Tomorrow I leave for a week at camp. Those of you who've been reading for a while might remember that "my camp" - the one where I spent all my summers growing up, where I worked for eight summers, where I met some of dearest friends and got to know my husband - "my camp" was closed. Last summer, the diocesan council decided to sell the property. So our new Canon for Youth & Young Adults (who is super-swell and was ordained with me) has inherited the task of figuring out how to have camp without having a camp.
This week is one of the experiments: we're joining next-door-neighbor's diocese for a week of their camp session. I'll be a counselor for the counselors-in-training. I'm not quite sure how that'll work, but I think I'll enjoy it. I also think it will be hard and sad, being at camp without being at Camp.
Needless to say, this whole endeavor has been bringing back all kinds of memories. Which is where the Friday Five comes in. Work was kind of hectic today (and that was with the office officially closed) in that "I'm leaving town for a week" kind of way. So, I just skimmed the F5 post, and saw that comment at the end about Generosity being a banana.
Banana? Nope. Generosity is a mango. A seven year old taught me that, a long time ago.
One summer at camp - my last summer working there - I was what we call "administrative staff". I supervised some folks, and part of "supervising" meant helping cabin counselors with the kids who were kind of a handful. This particular boy had a problem with his hands. They kept balling up into little fists and landing hard on other kids. One evening before bed, early in the week, the assistant camp director & I were in the office, and the little boy needed a time out - and so his counselor needed a break. So, he came to sit in the office with the Ad Staff. This was not a reward. After a bit of quiet time, it was our job, the three of us, to come with a "behavior contract". Since it was snack time, the other staffer & I had been sharing a mango - she'd gotten it at the store on her break that afternoon. She offered him a piece, which he took cautiously. But - mangos are sweet, tangy and messy. What self-respecting seven year old doesn't like those things?
With markers and paper in hand, we made a list of two behaviors the little boy needed to work on: keeping his hands to himself and... well, I don't even remember the other one. Behavior contracts had three other parts. First, there were consequences - if he couldn't stop hitting people, the next thing would be to call his mom. Then, there was a reward. What reward would he like? He pointed at the plate with the mango peels. "Could I get more of that?" And so it was included. The reward for a good behavior day would be a shared mango at snack time. That made the third part of the contract easy: we needed a secret signal to help him remember what he was supposed to do. So for the next day, whenever he was starting to have trouble, we'd whisper "mango", and he'd remember to keep his hands to himself.
The next night, I'm happy to say, the three of us enjoyed a perfectly ripe mango in the office together. It was much more fun than the previous night, and we were so proud of him for getting through the day without any incidents.

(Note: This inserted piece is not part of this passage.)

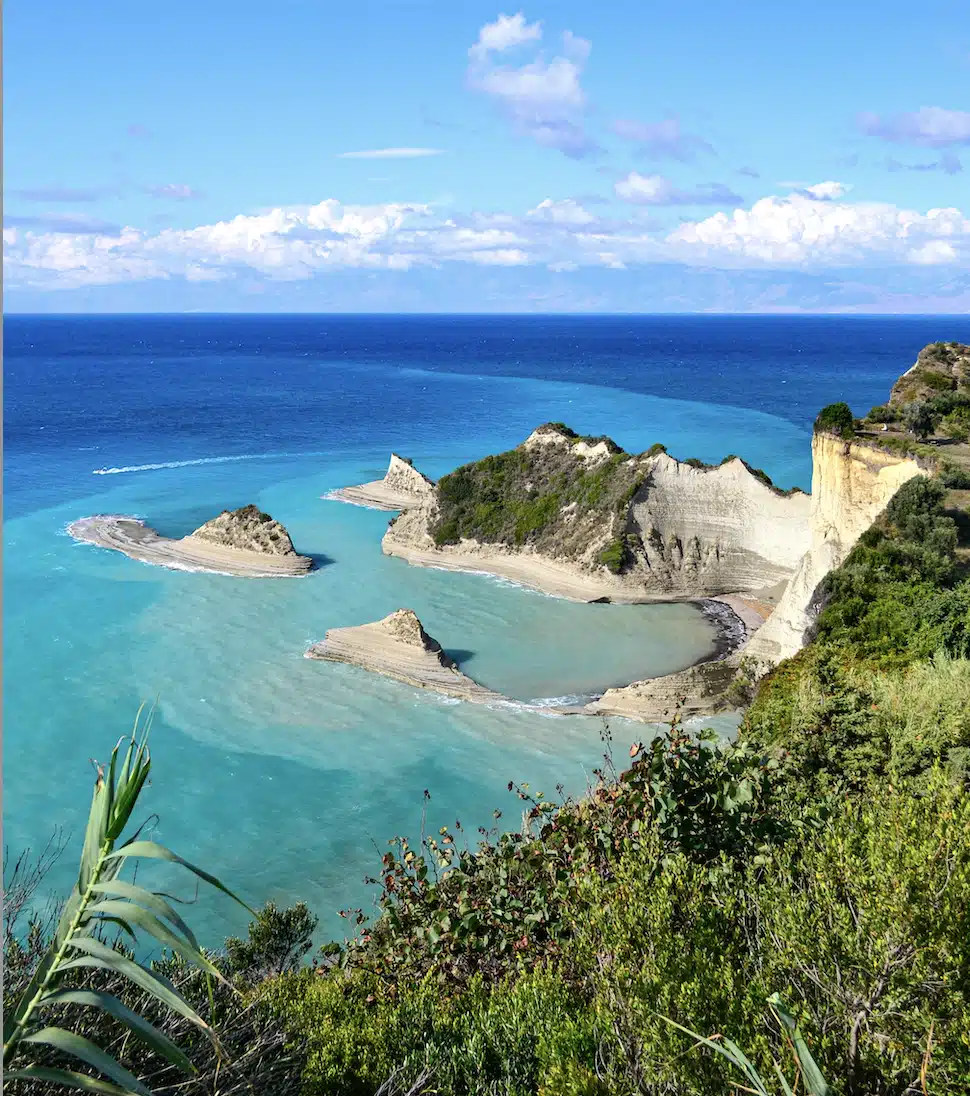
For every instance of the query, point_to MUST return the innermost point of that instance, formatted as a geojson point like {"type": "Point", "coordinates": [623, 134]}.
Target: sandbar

Unfortunately, even with the promise of the mango reward, the next day he punched another kid, and then a counselor. It was only the third day of camp, but it was clear that he just wasn't ready for camp. His mom came and picked him up, and we said goodbye. The assistant director & I both cried after he left. He had tried very hard, but already in his young life, someone had taught him that violence was the solution to any problem that comes your way.
I don't know if he came back to camp, or where he is now. But I really do hope that the one day of success, and his sweet reward, stuck in his mind. And I know that sharing a mango taught me a great deal about "fruits of the Spirit" - patience, love, kindness, self-control. A little can go a long way - especially if you're willing to share your fruit.